Guide and comfort: what the best experiences tend to include

This tour is led by a professional guide. One guide named Chris gets called out for explaining a lot of behind-the-scenes details in a way that clicked for people on the tour. That lines up with what you want from this kind of outing: more than a list of addresses, less than a lecture.
Comfort also comes up in the feedback, including that the bus was very comfortable. Since this is a short tour with multiple stops, comfort isn’t a luxury. It’s part of making the experience actually enjoyable.
How to get the best results from the coach time:
- Bring a light layer. London weather can swing fast
- Charge your phone, but don’t rely on it for all audio navigation
- Wear shoes that are okay for quick curbside viewing
Price and value: is $48.49 for 3 hours worth it?

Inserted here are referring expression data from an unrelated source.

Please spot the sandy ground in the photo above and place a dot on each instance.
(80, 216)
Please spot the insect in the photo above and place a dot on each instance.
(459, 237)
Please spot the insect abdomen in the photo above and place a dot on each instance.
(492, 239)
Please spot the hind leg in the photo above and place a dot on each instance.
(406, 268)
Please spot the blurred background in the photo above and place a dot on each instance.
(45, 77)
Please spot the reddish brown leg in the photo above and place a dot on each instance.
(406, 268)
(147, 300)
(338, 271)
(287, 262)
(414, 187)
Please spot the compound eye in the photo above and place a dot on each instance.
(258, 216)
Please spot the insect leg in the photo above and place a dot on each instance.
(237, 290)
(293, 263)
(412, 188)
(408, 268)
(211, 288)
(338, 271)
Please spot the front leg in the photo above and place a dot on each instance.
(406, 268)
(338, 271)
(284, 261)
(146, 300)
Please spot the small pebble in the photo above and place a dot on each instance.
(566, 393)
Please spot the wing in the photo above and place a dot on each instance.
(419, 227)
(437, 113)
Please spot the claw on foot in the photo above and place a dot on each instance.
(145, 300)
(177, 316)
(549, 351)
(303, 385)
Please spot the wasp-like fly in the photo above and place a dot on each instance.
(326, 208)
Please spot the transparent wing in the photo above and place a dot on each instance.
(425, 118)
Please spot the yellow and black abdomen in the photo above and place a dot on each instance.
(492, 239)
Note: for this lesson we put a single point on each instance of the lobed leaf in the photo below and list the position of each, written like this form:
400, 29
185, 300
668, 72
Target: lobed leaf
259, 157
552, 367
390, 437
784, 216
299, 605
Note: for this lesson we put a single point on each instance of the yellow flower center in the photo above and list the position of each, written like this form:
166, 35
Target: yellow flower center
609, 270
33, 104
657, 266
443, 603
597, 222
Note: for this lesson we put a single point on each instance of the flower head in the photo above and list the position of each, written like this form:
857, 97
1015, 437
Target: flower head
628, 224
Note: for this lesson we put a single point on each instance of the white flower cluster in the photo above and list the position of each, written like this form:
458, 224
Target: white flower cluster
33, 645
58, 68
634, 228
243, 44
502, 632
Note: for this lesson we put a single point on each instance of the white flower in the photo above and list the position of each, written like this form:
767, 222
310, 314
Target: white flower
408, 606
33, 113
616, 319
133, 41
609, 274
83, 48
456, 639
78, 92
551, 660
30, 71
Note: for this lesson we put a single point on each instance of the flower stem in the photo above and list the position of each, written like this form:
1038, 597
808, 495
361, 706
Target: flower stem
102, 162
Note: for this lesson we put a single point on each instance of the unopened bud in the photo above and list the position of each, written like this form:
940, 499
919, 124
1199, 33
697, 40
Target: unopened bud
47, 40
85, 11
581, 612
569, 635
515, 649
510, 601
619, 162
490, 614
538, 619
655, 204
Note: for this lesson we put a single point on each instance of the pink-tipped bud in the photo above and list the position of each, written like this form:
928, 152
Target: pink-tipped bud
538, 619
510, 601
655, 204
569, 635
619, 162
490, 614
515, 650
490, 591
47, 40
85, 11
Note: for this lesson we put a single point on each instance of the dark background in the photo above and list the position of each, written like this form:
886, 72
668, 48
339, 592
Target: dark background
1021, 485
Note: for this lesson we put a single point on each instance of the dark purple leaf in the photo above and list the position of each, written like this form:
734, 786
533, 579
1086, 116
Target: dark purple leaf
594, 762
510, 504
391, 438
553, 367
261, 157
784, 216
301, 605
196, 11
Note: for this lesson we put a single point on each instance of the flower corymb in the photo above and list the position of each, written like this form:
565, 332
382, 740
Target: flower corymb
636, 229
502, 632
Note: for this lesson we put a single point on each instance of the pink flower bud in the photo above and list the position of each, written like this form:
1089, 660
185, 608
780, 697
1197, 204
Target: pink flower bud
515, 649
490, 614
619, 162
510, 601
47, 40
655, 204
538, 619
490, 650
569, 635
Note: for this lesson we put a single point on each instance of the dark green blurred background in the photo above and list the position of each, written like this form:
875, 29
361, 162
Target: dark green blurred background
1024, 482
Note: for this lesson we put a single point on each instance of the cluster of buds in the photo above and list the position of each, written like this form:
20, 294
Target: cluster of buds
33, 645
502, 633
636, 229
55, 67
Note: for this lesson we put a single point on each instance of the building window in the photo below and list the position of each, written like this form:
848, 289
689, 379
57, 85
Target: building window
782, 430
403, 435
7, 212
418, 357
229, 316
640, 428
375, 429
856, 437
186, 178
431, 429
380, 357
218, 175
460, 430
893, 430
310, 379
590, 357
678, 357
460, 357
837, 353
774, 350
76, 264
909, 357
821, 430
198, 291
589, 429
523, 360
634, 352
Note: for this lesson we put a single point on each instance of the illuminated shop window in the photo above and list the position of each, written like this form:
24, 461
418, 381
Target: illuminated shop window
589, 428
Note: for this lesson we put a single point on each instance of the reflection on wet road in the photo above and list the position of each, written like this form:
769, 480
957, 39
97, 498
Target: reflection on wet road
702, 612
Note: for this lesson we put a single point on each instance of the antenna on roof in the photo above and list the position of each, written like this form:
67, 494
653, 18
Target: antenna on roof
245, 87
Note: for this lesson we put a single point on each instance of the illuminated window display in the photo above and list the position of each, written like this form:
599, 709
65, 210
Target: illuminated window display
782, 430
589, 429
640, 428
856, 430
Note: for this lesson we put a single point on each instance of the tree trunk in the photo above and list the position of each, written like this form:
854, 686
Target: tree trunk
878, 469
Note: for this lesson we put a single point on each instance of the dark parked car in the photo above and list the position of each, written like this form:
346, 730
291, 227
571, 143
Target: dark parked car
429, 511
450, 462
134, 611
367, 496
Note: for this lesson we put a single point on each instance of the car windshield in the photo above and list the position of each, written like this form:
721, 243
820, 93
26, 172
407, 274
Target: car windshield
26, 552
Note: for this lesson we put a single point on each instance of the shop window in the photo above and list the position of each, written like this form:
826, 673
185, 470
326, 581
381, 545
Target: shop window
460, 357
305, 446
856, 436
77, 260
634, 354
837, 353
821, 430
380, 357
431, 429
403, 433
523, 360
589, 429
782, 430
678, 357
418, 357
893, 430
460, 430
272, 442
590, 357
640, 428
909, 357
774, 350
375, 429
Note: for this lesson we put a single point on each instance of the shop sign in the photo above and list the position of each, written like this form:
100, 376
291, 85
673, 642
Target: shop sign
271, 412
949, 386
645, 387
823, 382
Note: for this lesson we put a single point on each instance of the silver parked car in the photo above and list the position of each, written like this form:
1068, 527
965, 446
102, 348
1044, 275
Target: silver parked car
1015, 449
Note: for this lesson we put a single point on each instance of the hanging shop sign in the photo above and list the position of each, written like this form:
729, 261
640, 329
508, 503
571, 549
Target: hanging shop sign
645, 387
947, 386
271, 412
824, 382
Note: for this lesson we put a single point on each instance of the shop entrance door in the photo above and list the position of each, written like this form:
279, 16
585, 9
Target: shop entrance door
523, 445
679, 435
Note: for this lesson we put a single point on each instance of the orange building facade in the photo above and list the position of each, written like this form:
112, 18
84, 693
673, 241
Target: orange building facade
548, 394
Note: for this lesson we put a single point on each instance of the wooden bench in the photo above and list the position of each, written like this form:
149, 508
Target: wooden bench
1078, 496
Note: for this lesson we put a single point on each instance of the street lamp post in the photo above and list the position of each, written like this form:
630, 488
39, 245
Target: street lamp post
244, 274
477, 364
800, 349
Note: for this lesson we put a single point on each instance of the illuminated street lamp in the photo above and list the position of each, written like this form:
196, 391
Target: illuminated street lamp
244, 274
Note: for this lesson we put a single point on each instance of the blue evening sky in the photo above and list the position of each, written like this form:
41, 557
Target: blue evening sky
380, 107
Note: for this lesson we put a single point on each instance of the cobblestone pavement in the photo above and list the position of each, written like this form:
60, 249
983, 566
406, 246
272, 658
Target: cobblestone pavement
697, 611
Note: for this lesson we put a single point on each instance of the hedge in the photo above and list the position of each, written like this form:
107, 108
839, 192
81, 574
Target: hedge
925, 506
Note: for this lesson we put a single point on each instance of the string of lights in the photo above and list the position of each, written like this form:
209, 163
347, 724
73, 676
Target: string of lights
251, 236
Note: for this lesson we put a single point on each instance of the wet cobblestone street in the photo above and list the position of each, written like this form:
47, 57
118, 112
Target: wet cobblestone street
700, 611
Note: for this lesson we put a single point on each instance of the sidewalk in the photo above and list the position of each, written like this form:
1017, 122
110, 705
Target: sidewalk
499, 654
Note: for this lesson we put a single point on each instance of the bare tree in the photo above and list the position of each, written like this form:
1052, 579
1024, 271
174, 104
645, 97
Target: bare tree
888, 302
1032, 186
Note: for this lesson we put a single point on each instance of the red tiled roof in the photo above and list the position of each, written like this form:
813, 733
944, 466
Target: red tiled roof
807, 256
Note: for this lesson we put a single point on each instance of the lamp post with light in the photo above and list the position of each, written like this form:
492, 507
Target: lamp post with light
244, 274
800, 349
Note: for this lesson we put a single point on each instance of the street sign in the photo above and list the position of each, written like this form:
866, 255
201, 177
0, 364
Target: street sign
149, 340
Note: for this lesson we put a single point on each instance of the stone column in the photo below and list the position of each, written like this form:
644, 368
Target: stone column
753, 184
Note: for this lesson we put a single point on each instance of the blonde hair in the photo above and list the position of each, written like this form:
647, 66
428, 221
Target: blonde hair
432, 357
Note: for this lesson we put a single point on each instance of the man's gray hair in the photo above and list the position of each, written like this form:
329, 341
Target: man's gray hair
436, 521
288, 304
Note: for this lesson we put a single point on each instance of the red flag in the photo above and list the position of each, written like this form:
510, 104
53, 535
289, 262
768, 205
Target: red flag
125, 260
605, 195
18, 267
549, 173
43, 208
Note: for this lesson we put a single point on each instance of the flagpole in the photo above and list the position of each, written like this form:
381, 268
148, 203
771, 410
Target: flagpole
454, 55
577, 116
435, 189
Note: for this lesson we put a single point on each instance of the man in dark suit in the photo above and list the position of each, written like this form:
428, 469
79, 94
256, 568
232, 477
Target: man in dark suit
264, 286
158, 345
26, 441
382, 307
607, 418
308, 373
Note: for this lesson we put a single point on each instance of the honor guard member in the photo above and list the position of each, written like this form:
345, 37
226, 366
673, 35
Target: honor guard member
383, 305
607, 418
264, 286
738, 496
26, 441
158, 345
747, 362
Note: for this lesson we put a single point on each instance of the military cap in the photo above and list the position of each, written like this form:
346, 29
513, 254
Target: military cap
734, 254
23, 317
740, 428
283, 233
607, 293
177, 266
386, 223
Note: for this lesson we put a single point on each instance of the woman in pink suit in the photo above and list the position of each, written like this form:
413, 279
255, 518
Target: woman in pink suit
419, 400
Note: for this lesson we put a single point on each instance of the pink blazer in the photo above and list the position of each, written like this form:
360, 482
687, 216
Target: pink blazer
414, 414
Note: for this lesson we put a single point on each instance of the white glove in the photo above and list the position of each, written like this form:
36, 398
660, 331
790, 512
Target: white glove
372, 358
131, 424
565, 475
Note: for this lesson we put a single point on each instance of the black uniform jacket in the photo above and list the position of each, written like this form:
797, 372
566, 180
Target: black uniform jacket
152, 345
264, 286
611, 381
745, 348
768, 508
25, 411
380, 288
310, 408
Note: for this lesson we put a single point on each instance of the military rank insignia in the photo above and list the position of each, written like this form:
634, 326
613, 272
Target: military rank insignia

At $48.49 per person for about 3 hours, this is priced like an actively guided sightseeing product, not a casual pass-through. The big value drivers you should weigh are:
- You get a professional guide focused on Bond locations and trivia
- You get transport by mini coach included
- You visit over 12 shooting locations in one go
- You get context that you’d miss if you just rode around on your own
If you’re a Bond fan, that “context” piece is the difference. Driving yourself, taking random Tube rides, or using a map can still work, but it’s hard to replicate the storytelling and the specific scene ties. The cost starts to make more sense because the guide’s explanations do heavy lifting.
If you’re only mildly interested in Bond, you might feel the time pressure more than the movie-magic. In that case, consider whether you’d rather spend the day visiting a single neighborhood slowly.
Who this tour is best for
This works especially well if you:
- Know Bond scenes by memory and want to connect them to real London
- Like actor trivia and behind-the-scenes explanations
- Prefer coach-paced sightseeing when locations are spread out
It may not be the right fit if you:
- Want hours of walking and wandering
- Need lots of unstructured time at each stop
For most Bond fans, though, it’s an efficient way to turn “I’ve seen that” into “I know exactly where that was.”
Should you book the London James Bond Filming Locations Bus Tour?
Yes, if you want a fast, guided way to see classic and modern Bond filming locations in London without building a DIY route. The coach format, the live English guide, and the promise of 12+ location stops make it a practical choice for a 3-hour window.
I’d book it especially if you care about the “how it was filmed” side—traffic scenes, office stand-ins, and that MI6-area spy atmosphere. If you’re a pure architecture lover, you’ll get some payoff in Whitehall and the square setting. If you’re mostly chasing action, the Goldeneye, The World Is Not Enough, and No Time to Die stops give you plenty to point at and rewatch in your head.
If you’re the cautious type, pick a tour time that doesn’t stack too many other timed plans afterward. This is a focused circuit, and the best experience comes when you give it room to land.
FAQ
How much is the London James Bond Filming Locations bus tour?
It costs $48.49 per person.
How long is the tour?
The tour lasts 3 hours.
Where does the tour start?
The meeting point is Blackfriars Tube station, outside the station exit on Queen Victoria Street.
Where does the tour end?
The tour ends back at the same meeting point.
What’s included in the price?
You get a professional guide and transport by mini coach.
What language is the tour guide?
The live tour guide speaks English.
How many James Bond filming locations do you visit?
The tour visits over 12 James Bond shooting locations.
What are the cancellation and payment options?
You can reserve now and pay later. You also get free cancellation up to 24 hours in advance for a full refund.